Masternak miał we wtorek walczyć z medalistą mistrzostw świata Bułgarem Pantelejewem, ale jego kolejny pojedynek nie doszedł do skutku. Decyzję o zamrożeniu turnieju podjęto w poniedziałek, w przerwie między popołudniową serią walk i wieczorną.
Organizacją powrotu do Polski naszej reprezentacji zajęli się włodarze Polskiego Związku Bokserskiego, ale samego Masternaka do powrotu namawiała już wcześniej żona. A w zasadzie naciskała, żeby jak najszybciej wyjechał z Wysp Brytyjskich. "Mówiła: 'kochanie, wracaj natychmiast, rzuć to wszystko, ja chcę mieć zdrowego męża, co mi z twoich sukcesów sportowych' - mówi Masternak w rozmowie z WP Sportowe Fakty.

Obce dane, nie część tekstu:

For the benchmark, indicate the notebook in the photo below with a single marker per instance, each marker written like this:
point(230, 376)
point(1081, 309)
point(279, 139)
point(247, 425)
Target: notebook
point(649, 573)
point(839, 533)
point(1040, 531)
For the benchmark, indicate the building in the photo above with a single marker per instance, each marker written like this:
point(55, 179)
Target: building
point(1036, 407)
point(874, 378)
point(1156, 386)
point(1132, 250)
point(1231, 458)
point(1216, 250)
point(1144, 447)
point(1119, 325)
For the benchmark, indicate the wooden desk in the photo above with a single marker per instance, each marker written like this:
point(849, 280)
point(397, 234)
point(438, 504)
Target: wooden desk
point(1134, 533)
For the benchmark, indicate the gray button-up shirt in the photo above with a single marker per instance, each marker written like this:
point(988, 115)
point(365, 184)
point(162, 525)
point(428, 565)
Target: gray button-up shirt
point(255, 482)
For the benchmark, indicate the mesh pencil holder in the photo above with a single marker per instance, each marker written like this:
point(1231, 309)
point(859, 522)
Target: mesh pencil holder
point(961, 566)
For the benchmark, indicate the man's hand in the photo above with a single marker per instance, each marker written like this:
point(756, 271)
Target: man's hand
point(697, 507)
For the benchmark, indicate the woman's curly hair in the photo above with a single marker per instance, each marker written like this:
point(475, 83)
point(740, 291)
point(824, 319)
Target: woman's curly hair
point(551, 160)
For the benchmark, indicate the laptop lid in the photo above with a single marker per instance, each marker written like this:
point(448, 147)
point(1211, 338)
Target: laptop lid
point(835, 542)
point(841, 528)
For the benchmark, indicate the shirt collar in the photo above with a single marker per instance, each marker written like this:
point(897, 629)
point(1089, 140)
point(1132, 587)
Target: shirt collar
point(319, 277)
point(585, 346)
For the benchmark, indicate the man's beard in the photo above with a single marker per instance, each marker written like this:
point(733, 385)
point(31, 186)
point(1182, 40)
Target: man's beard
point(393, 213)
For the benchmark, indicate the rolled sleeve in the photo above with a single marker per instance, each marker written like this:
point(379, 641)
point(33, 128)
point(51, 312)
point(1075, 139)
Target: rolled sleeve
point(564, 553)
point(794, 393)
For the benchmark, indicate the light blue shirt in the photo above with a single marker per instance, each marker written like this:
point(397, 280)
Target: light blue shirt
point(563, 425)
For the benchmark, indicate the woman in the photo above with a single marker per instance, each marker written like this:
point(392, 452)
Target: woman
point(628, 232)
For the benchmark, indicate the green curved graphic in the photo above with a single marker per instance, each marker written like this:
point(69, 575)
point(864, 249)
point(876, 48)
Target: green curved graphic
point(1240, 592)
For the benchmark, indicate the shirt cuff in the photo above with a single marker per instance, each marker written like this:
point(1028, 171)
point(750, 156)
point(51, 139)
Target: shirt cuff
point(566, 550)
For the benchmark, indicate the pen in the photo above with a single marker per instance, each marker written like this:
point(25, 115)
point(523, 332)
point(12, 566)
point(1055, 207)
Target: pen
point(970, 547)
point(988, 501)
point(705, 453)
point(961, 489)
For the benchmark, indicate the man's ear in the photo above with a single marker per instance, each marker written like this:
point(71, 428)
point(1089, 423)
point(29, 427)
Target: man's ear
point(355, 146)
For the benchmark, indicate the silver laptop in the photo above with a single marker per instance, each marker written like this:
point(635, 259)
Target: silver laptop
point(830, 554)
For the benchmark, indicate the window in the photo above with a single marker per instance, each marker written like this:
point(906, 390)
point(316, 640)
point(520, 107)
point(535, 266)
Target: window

Pięściarz podkreśla, że trudno było mu jednak rezygnować z marzeń. - Moim marzeniem jest wyjazd do Tokio i walka o medal olimpijski. Poświęciłem na to wiele ostatnich miesięcy. Ciężkie treningi, zgrupowanie, zaniedbywałem rodzinę, żyłem w ciągłym stresie. Nie chciałem, by poszło to na marne - dodaje.
ZOBACZ: Tokio 2020: Japończycy nie wierzą w rozegranie igrzysk
W rozmowie ze Sportowymi Faktami były pretendent do tytułu mistrza świata opowiada również o sportowej rzeczywistości na ringu w Londynie. - Gdyby nie wszechobecny żel dezynfekujący, to bym się nawet nie zorientował. Nie mierzono mi temperatury, na trybunach w początkowej fazie byli obecni kibice i nie przestrzegali zasady 1,5 m odstępu - mówi pięściarz.
Organizatorzy turnieju kwalifikacyjnego w Londynie wystosowali komunikat dotyczący ewentualnego dokończenia zawodów. - Grupa zadaniowa ds. boksu Międzynarodowego Komitetu Olimpijskiego będzie codziennie oceniać sytuację, dążąc do dokończenia podziału pozostałych miejsc na boks w Tokio 2020 w maju i czerwcu - napisano.